DP: If you were rating the candidates as debaters, who did the
best job? How would you describe each candidate’s style?
Pfaff: They both started out strong -- Kerry a little stronger
than Bush. Bush lost his composure pretty quickly into it, and a lot
of pauses Bush made, we didn’t know what he was thinking, which in
debate is never good.
Coutu: I think Bush realized he was in a little bit of trouble and
just kind of started throwing things out. In speech, we have rules
about what we call canned speeches, and if I were judging it that
way, I wouldn’t have gone with Bush.
DP: What moment will people remember most from this debate?

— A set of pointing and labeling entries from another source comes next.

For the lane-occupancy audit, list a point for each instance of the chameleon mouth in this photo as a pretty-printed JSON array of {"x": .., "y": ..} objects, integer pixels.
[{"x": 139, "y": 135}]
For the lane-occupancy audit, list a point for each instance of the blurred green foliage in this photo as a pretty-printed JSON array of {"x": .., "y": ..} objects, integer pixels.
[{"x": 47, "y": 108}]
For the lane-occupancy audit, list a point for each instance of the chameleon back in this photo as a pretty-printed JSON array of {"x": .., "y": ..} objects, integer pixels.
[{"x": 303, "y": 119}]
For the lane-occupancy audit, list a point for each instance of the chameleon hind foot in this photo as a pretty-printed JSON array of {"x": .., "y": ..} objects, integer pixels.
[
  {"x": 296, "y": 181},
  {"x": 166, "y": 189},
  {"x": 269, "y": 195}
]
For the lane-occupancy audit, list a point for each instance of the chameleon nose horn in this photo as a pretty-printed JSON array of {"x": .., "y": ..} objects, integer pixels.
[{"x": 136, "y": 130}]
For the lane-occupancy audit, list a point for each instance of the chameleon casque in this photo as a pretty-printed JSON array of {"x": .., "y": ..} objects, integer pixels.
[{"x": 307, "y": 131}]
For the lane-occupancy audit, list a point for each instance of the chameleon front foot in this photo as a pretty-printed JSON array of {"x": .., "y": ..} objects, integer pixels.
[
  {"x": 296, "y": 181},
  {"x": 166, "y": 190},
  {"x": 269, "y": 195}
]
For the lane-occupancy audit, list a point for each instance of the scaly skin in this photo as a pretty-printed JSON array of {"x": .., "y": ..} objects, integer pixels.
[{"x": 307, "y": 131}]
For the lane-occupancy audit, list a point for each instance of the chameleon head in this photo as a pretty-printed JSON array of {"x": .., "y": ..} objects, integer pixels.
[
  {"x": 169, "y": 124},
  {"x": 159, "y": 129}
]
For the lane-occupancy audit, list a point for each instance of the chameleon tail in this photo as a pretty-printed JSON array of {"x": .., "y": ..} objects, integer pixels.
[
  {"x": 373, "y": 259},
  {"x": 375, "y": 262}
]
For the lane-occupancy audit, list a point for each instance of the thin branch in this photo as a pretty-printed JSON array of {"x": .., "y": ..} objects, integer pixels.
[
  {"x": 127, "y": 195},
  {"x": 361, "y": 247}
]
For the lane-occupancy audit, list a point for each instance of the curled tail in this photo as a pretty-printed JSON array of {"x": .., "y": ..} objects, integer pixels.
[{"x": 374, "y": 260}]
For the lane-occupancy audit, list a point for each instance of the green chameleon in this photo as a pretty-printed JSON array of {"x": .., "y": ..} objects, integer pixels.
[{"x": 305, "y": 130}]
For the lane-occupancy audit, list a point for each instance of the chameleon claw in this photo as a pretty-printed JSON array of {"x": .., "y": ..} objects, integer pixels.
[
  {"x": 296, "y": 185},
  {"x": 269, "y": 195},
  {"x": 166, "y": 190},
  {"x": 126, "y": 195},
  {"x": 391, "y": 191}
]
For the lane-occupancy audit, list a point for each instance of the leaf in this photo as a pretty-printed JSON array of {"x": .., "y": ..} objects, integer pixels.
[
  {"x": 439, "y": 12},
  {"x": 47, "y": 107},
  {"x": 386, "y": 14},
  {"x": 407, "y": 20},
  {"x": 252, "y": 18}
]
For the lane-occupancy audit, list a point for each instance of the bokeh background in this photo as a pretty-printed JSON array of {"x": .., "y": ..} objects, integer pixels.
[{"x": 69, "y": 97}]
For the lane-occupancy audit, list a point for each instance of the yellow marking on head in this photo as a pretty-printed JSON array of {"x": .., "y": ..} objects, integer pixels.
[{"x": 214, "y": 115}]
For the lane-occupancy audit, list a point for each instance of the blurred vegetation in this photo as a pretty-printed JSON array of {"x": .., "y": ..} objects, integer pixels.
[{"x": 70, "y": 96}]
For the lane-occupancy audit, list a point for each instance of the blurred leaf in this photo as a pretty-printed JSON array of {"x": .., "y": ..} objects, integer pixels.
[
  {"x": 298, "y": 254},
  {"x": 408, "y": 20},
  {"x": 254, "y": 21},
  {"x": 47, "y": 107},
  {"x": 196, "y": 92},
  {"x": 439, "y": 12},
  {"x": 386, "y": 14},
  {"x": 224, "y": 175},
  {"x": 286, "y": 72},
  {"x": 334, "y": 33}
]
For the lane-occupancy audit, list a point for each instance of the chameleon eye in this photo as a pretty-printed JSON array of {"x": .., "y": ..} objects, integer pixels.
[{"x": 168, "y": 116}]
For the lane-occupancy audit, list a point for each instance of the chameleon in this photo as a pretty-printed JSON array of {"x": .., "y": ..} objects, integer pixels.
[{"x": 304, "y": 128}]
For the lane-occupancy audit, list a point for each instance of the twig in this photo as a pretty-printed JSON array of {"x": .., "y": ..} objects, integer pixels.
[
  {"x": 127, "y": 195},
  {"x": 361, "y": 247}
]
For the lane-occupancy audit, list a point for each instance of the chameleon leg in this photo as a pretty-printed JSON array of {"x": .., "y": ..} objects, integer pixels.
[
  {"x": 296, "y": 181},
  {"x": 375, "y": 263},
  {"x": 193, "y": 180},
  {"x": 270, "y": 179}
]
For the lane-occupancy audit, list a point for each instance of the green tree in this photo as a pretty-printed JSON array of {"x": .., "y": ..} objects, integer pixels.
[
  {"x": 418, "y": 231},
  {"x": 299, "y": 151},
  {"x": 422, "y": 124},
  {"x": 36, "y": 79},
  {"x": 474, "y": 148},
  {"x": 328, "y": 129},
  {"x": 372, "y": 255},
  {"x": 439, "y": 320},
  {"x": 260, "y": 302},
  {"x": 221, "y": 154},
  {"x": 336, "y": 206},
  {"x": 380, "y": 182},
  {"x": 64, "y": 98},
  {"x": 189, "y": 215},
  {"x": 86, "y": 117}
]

Coutu: I think the moment that I’m going to remember most is how
whenever Bush said [regarding progress on fighting insurgents in
Iraq], “We thought that we would fight them, but they disappeared,
and we’re fighting them now.” [Also,] although we know that there
were no weapons of mass destruction in Iraq, when Bush said that we
forced them to disarm, disarm what?
Dorrough: I think there were two key things that stood out. One
was the character question, the way both of them talked about each
other’s families. This campaign hasn’t been very civil, and that was
a very civil answer. I think another thing, unfortunately, that will
stand out is the whole Iraq thing, because it was in the news, and I
think that is unfortunate, because I don’t think there was much new
information given about it. This was really Kerry’s debate to either
win or lose because the public knows George Bush. We’ve dealt with
him for four years. The thing is, people are unsure about whether
[Kerry is] any better than George Bush.